Most wignecks don't enjoy shaving or wearing shirts, but love to have pictures taken of themselves holding their neice and a bud light (the wigneck beer of choice). They normally have very close family ties and will constantly share stories about their uncle or cousin (who is really crazy and the funniest guy you'll ever meet).
Many wignecks enjoy playing pool while wearing some form of clothing adorned with the confederate flag while discussing Nelly or Ja Rule.
*Note that most wignecks only listen to top 40 rappers and as a rule know nothing about hip-hop. (although they most likely have a ball point prison tattoo of the Wu-Tang emblem; provided, of course, by their talented cousin who likes drawing trucks with big tires.)
But hip-hop isn't the only musical genre the wigneck enjoys.

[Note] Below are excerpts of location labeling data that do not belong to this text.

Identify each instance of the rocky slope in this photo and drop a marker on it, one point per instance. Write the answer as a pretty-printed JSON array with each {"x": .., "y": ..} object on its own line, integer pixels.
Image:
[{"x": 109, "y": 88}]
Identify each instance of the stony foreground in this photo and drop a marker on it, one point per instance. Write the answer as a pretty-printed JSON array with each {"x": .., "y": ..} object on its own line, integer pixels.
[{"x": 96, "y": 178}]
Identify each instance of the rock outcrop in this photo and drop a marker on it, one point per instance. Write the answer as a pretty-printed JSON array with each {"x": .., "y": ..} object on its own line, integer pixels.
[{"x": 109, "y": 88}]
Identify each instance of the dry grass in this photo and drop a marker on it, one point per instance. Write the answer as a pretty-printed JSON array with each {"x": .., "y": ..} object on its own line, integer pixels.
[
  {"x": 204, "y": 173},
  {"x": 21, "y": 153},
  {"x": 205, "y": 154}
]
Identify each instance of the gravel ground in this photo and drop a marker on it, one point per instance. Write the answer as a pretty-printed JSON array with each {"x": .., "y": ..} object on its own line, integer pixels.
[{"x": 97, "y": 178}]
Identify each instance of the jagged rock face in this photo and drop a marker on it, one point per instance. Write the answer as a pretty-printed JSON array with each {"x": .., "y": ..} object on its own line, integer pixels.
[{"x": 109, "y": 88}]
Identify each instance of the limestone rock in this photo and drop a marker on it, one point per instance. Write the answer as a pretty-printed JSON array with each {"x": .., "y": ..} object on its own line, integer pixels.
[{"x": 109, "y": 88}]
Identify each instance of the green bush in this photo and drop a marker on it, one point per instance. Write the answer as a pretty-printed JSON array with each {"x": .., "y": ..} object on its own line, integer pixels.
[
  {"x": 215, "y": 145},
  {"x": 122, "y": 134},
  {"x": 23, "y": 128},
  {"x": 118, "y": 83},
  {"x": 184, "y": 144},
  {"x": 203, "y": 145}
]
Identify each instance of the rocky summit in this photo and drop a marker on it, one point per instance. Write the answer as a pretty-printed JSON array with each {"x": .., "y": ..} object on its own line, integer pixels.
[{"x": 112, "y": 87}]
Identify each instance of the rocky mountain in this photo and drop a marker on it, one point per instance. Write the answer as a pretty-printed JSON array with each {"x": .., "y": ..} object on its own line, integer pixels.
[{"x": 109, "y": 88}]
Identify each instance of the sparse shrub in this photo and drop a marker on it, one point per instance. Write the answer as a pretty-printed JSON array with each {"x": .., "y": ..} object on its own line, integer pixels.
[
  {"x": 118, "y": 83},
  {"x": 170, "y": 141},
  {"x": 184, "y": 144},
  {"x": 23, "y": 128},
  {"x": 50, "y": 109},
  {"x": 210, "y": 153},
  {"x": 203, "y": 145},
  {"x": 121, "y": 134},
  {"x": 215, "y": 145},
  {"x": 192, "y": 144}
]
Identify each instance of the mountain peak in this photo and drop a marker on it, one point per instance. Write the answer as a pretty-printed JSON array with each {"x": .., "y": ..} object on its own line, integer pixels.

They are also huge fans of generic nu-metal: Korn, Disturbed, Godsmack, Limp Bizkit, Cold, etc. etc. as well as white boy pseudo rap groups like Insane Clown Posse and Twisted. This music speaks to the inherent violent nature of the wigneck, their general feelings of inadequecy and the simplistic grade school lyrics are level with their limited intellectual prowess.
Multiple children out of wedlock are common in their world. The children are supported by welfare or by menial low-paying jobs in the automotive, construction or landscaping fields. In addiction to a rap sheet that includes petty larceny, DUI and various types of assault, alcoholism and meth addictions are common as well.